Modern theories point toward epigenetics. Some white scientists argue that homosexuality may be the result of a fetus' exposure to testosterone. If a male fetus gets too little testosterone, he grows up wanting to suck dicks. If a female fetus gets too little, she grows up wanting to lez out. So, to cure homosexuality, I've conceived a fool-proof blitzkrieg that will utterly devastate it:
1) Air: The first step is to drop some awareness bombs about androgen levels. Every Aryan mother should get tested for abnormal androgen levels during pregnancy (this can be done with a urine test). If those androgen levels are out of whack, she needs to consult with her doctor about getting them straight. Dietary changes have been shown to help. Perhaps in time there will be a ready-made pill for producing a healthy cisgender heterosexual baby that instinctively roman salutes Adolf Hitler.
2) Armor: If we are to help these entryist faggots, then we need a medical treatment to keep enemy cocks from piercing their ass-tanks – some kind of pill to alter their gene expression.
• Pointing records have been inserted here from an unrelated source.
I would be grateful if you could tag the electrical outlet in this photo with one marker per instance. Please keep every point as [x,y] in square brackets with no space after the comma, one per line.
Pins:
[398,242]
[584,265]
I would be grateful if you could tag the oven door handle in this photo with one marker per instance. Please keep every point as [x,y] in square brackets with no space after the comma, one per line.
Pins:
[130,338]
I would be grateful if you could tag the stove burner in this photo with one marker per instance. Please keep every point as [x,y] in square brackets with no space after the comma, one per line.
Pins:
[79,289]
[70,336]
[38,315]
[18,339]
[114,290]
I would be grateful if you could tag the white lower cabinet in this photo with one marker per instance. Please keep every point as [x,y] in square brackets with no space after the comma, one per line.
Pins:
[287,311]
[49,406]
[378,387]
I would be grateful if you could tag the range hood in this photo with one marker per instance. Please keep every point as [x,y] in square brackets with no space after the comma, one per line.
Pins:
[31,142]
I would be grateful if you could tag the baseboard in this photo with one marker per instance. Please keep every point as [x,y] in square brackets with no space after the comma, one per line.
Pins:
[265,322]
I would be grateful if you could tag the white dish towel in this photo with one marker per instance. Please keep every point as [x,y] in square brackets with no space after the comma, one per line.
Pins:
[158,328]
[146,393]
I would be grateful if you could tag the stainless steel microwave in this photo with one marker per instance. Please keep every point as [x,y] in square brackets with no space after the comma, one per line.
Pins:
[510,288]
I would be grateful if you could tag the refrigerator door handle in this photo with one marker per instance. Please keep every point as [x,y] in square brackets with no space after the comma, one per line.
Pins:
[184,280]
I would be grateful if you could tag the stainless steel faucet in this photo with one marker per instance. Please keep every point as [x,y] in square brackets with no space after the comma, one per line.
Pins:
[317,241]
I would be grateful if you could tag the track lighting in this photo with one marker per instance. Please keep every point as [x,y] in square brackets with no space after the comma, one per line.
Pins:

All it will take is a Mengele-style doctor to find a few pro-NatSoc faggots, start giving them various chemical compounds, and repeatedly ask them, “Did that make you like chicks?” Current epigenetic theory will likely help narrow down the list of possible substances. The only reason this hasn't been done already is because (((they))) have no desire to get rid of faggotry.
3) Infantry: With the cure found, all that remains is to convince the non-NatSoc degenerates to take it. Obviously that will be very easy once we… Make America Great Again, but in the meantime, we can send in Christian missionaries into San Francisco with a large supply of the pills.
Once racially aware doctors start cutting past the PC bullshit, there's no telling what we could do! They might even find a cure for blackness some day!